The reason is called extortion, for any politician who fools around, particularly when they are leaving a digital trail, has set themselves up for it.
Don't think it's likely? I argue that it's already happened. What else can explain why this person...
...didn't fire this person...
The Kennedys hated J. Edgar Hoover. Bobby, in particular, had strong feelings, and running the Justice Department, he was forced to work closely with Hoover. Hoover had actively supported Nixon in 1960 and was arguably a tyrant, having run the FBI as his personal fiefdom since its founding. Why didn't JFK simply fire Hoover?
The answer is one of two things. The first possibility is that Hoover, undoubtedly possessing evidence of JFK's and RFK's varied affairs, was blackmailing the administration. The second is that the Kennedys simply feared that Hoover had the goods. Either way, America had to live under an unchecked, tyrannical FBI director for longer than it should have, all because the Kennedys couldn't keep it in their pants.
There you have it, an actual real life example of why the personal behavior of politicians matters.
And now we are in the digital age, where evidence is so much easier to obtain. Think about it: ack in the day, someone had to sneak around with a camera and catch you in the act. That required real work.
Now, we have emails, texts, tweets, and digital photographs, each potentially damning and impossible to control once the "send" button is hit.
And how much easier, today, is it to set a "honey" trap. Even just ten years ago, the services of an attractive girl would have been necessary, and she would have had to be willing to bed the target. Today, all you need is a photo!
How? Simple. Just follow these easy steps:
- Find a picture of a random hot chick on the internet.
- Create a fake facebook or twitter account using the picture of the girl.
- Start friending politicians and flirting with them online.
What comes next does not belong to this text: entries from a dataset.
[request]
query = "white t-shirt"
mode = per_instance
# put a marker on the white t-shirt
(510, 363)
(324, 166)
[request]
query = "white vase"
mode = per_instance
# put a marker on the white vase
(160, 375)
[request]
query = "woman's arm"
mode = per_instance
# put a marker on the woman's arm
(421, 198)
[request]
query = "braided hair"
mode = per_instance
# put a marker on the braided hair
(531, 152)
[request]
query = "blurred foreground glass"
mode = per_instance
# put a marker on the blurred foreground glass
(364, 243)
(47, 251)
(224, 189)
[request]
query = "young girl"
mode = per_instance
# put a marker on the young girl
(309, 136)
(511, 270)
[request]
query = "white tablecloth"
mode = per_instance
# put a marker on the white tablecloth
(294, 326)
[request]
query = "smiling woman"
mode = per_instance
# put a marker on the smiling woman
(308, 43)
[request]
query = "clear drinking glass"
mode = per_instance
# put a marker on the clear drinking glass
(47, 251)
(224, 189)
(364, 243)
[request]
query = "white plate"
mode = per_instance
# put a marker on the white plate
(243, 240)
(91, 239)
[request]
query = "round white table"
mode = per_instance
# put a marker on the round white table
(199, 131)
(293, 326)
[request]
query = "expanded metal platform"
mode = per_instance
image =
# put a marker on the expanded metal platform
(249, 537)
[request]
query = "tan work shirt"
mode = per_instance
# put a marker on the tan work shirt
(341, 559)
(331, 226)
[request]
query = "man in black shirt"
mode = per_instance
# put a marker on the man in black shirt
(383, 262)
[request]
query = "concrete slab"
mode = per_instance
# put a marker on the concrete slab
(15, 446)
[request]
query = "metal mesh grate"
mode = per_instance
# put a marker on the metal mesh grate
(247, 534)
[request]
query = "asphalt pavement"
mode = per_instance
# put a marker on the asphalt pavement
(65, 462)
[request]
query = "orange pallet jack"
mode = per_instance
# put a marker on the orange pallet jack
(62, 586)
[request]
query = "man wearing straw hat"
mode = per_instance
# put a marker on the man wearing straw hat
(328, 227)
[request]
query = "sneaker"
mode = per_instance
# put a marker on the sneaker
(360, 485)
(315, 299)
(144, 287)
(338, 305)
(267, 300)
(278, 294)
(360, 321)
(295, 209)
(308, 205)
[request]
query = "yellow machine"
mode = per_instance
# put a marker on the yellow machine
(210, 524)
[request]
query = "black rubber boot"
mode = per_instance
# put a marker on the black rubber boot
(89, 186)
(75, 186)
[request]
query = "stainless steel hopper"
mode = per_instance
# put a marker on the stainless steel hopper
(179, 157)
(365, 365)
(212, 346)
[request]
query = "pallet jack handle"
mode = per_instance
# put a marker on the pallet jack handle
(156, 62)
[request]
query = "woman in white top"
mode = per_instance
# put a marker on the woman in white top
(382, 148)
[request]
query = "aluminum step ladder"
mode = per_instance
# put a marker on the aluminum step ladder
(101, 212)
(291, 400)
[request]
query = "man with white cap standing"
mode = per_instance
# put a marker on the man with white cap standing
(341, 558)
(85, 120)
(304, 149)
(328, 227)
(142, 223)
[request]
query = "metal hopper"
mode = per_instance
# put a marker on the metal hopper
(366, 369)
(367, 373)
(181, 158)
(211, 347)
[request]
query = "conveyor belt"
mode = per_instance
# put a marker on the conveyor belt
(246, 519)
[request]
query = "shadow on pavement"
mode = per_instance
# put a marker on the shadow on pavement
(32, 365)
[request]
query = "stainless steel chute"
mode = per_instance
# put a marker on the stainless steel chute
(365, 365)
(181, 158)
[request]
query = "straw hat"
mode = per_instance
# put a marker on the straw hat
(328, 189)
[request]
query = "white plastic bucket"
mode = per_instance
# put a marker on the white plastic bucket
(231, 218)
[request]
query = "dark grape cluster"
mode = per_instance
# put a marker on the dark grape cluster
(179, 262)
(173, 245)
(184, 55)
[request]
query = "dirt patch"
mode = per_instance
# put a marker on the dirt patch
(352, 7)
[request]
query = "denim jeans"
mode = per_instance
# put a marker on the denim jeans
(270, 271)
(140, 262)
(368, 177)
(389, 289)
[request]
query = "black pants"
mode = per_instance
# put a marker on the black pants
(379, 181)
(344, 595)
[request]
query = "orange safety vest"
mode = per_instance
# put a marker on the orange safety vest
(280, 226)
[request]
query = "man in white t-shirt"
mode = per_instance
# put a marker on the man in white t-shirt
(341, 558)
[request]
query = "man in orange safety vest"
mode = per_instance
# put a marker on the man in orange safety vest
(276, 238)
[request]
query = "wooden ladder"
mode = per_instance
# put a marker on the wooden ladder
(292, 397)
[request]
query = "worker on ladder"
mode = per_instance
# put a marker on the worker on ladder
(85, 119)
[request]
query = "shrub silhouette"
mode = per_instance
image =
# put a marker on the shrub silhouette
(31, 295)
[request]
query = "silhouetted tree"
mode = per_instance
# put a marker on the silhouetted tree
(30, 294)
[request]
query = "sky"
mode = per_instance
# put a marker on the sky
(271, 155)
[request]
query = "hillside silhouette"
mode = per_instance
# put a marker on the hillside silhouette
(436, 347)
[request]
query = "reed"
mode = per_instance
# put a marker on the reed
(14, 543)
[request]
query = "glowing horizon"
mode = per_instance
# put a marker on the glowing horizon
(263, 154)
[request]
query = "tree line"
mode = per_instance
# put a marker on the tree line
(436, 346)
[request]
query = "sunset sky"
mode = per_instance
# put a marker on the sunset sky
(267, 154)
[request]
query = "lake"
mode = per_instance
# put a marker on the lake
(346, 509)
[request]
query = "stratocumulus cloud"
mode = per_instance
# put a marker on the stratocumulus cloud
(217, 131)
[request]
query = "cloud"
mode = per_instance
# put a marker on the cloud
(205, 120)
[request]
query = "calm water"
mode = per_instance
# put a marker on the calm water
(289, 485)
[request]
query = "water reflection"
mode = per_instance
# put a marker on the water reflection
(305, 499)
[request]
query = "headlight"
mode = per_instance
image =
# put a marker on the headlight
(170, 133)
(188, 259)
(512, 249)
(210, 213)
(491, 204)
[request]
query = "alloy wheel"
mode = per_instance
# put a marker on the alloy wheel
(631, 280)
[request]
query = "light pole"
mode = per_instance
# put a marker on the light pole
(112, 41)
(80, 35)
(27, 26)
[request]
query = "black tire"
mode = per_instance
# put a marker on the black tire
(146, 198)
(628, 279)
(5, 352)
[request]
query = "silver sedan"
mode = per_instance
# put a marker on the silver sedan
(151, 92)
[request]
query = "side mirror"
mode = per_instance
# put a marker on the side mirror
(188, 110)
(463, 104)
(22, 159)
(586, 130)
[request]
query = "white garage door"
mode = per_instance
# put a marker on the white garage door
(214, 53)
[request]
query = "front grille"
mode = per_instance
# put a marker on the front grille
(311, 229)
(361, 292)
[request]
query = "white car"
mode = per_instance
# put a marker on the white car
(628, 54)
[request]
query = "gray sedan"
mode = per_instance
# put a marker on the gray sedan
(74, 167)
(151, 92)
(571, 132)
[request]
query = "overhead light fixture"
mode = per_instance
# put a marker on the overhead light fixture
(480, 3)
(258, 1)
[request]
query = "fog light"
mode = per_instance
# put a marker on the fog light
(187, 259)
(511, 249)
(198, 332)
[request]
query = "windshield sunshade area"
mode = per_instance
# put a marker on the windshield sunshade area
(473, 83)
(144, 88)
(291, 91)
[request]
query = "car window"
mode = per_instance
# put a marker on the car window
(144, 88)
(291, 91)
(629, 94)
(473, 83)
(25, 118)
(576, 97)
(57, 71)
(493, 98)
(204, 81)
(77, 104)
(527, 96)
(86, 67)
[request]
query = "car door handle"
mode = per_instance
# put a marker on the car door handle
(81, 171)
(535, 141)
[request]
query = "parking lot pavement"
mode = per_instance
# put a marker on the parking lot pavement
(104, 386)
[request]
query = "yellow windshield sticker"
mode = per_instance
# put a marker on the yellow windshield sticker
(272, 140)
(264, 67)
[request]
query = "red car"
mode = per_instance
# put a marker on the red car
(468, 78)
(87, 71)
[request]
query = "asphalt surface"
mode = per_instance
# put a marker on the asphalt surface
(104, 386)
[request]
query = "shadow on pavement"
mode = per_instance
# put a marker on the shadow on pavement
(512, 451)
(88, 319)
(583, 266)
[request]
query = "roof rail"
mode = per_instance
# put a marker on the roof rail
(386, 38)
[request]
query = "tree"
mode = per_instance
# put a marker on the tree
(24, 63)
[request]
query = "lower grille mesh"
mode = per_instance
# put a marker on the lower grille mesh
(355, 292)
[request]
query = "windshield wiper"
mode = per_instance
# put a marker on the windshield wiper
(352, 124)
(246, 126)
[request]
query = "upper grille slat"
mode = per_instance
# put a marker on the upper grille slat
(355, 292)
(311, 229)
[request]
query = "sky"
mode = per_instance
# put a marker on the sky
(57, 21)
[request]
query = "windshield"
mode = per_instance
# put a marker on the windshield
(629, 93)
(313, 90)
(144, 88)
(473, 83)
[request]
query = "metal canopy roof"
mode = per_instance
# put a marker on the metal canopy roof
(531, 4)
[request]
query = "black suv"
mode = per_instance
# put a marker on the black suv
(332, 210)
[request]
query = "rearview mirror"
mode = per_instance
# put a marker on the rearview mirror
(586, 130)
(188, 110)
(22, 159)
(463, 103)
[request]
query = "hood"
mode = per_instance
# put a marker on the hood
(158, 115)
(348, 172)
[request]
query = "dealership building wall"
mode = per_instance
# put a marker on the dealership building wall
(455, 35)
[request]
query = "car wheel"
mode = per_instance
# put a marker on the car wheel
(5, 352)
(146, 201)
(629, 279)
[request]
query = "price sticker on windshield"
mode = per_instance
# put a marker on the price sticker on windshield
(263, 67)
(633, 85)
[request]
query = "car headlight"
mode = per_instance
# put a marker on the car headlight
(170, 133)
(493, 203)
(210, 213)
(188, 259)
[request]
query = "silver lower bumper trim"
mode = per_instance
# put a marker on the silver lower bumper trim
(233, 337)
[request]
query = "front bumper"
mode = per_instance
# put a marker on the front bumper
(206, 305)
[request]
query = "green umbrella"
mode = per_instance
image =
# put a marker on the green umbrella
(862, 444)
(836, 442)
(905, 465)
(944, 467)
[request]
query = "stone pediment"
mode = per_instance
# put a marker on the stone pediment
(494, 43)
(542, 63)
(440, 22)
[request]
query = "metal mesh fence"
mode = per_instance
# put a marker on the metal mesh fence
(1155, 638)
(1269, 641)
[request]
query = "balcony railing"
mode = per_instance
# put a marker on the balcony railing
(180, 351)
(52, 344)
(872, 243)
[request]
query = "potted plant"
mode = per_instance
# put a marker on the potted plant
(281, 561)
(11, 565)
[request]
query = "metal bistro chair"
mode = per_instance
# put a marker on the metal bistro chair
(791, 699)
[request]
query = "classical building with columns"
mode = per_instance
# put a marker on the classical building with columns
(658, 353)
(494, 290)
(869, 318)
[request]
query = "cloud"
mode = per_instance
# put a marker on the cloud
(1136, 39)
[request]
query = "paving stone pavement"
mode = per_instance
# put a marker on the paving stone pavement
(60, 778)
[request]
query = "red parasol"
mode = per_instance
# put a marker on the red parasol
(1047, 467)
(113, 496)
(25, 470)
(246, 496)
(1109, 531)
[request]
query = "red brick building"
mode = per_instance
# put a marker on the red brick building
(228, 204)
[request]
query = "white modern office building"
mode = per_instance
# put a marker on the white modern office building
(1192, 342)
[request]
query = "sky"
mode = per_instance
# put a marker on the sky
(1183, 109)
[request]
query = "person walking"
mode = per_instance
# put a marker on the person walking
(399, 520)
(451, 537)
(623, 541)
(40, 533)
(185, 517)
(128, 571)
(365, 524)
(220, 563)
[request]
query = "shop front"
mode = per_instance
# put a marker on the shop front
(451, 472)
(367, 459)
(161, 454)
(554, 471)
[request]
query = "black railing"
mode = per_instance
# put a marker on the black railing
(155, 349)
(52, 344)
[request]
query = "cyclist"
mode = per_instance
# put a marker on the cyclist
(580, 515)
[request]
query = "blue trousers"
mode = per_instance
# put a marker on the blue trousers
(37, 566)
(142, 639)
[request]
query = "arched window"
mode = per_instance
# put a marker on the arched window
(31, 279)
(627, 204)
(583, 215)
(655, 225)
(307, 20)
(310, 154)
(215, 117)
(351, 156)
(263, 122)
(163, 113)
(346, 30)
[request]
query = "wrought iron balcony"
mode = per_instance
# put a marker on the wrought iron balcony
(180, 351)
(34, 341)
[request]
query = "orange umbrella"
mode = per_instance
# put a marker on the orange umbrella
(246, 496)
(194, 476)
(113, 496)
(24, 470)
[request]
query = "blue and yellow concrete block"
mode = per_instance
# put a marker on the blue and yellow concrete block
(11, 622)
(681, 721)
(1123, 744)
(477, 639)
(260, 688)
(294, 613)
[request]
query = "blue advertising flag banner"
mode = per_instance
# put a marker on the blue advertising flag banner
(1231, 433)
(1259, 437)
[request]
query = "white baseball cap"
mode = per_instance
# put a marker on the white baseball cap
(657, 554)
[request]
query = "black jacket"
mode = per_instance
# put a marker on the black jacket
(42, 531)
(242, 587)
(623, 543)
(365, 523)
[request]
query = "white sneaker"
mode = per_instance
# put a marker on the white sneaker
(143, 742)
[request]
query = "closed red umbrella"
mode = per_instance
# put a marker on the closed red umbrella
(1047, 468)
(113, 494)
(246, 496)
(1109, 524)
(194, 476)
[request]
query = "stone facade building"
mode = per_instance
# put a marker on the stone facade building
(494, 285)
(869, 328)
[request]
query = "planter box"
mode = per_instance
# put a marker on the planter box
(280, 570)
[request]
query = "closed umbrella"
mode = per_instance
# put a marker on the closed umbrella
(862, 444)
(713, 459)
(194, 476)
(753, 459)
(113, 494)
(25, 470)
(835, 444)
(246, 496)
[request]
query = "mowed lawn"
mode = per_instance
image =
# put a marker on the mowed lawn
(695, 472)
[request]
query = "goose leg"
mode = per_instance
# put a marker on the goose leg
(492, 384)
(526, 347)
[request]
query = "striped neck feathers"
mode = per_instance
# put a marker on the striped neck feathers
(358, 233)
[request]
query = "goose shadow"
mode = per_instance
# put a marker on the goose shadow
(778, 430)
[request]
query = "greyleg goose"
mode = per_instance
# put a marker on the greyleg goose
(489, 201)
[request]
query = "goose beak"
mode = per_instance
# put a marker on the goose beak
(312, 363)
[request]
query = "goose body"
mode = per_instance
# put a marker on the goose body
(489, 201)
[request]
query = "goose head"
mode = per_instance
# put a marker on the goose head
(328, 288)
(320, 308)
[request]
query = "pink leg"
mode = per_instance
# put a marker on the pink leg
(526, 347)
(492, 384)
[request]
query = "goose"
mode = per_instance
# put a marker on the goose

- Steer the flirtation in a sexual direction (assuming the pol doesn't do it first).
- Inform the politician that he will vote a certain way on a crucial bill or he will be exposed and his career ended.
Don't get me wrong, I think character in one's personal life does matter, and there are plenty of politicians who manage to keep to the straight and narrow. Fidelity is not unheard of, and we should desire it in our leaders. But there are plenty of people, mostly liberals of a more libertine bent, who don't put much stock in this argument. Fine, that's their prerogative. But I can only assume that they don't think extortion is a desirable course of events. Extortion is not a moral position that one is for or against, it's just a dangerous potential subversion of the democratic process.